CSU, Chico News

Human Powered Vehicle Excels at Western Competition

Date: 05-20-2011

Kathleen McPartland
Public Affairs
Greg Watkins
Department of Mechanical Engineering

A mechanical engineering team from California State University, Chico, joined other teams of skilled engineering students from across the Western United States at the annual Human Powered Vehicle (HPV) Challenge at Montana State University. The competition, sponsored by the American Society of Mechanical Engineers, was held May 13–15. The charge to the teams was to create a fast and efficient, and in Chico’s case, utilitarian, vehicle.

Chico’s HPV brought home three trophies: First Place Speed Endurance Event, Second Place Utility Endurance Event and Third Place Male Sprint Event. The students were also acknowledged with a Team Spirit Award.

Ten mechanical engineering students—Brian Bible, Austin Petersen, Austin Young, Aaron Johnson, Daniel Lovik, Scott Heather, Chris Loera, Patrick Dills, Jeffery Dotson and Nicole Scarbrough—and one civil engineering student, Charlie Miller, attended the competition. Professor Greg Watkins, Department of Mechanical Engineering, Mechatronic Engineering and Sustainable Manufacturing, advised the group and traveled to the competition with the team.

Approximately 20 members of the HPV club worked on various aspects of the design and construction of the three-wheeled, fully enclosed vehicle, but because of scheduling conflicts, were unable to attend the competition. Aaron Alexander, vice president of the HPV club, was not able to attend the competition, but received a commendation from the department for his contributions to the project.

This year’s design, said Bible, president of the HPV club, was similar to previous years in that it was rear-wheel driven and steered from the front, and it used a tadpole design with two wheels in front and one in the back.

“We learned lessons from previous years that helped us build a successful bike.
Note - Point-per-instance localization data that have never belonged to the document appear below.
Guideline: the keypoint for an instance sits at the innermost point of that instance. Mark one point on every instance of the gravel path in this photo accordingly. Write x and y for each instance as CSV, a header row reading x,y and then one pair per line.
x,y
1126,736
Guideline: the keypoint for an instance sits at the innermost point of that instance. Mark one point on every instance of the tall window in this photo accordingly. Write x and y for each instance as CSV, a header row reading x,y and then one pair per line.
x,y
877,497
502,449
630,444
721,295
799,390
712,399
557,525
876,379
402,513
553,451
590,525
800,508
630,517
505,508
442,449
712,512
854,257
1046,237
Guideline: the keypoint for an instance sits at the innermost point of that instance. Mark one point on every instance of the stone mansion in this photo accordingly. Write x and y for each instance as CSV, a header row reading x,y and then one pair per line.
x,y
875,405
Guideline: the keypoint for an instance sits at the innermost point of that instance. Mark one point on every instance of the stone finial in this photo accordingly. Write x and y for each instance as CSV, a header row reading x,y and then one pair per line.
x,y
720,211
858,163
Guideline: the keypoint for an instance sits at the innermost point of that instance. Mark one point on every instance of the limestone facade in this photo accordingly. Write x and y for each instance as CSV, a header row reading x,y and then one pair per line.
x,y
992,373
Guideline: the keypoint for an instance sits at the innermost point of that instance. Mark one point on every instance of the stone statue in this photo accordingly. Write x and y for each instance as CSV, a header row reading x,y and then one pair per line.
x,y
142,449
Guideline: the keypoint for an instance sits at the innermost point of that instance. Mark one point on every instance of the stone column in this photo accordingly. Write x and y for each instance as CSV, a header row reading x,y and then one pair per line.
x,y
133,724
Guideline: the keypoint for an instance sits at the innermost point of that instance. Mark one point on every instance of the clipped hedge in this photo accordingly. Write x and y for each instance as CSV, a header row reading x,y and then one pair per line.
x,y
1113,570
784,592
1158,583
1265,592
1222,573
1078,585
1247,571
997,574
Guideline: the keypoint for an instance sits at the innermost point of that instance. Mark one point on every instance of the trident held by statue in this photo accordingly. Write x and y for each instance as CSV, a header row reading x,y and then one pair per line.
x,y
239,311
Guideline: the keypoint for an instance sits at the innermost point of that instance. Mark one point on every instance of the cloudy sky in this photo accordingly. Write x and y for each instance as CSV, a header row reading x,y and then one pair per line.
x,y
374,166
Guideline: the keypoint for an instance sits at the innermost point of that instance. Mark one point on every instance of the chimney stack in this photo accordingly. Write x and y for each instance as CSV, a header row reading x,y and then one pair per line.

Also, we had incredibly high team spirit,” said Bible. “Our bike was entered into the unrestricted class, which requires the need for a ‘utility’ bike. The idea of a utility bike is to be able to drive in all weather conditions (be fully faired), have suitable lighting, cargo storage space for groceries and be practical in an everyday setting.”

The ultimate intention of the project was to find a suitable replacement for a gas-powered car, said Bible. “The bike was built to be reliable and could be an everyday transport vehicle to your local organic store!”

“The Human Powered Vehicle design challenge offers students a hands-on design experience,” said Watkins, “where they apply what they’ve learned in the classroom to a real-world design project. This year’s team designed and built their vehicle from the ground up. They produced an outstanding bike that performed very well in the competition, outperforming designs from many better-known schools. We can all be very proud of their accomplishment.”

Members of the HPV club raised money for the project, with a Human Powered Vehicle Coffee Cart outside of O'Connell Hall on the CSU, Chico campus. Bible said that the members were proud of the fact that they raised almost all of the money to build the bike themselves. They also received some Instructionally Related Activities funding to help with other expenditures.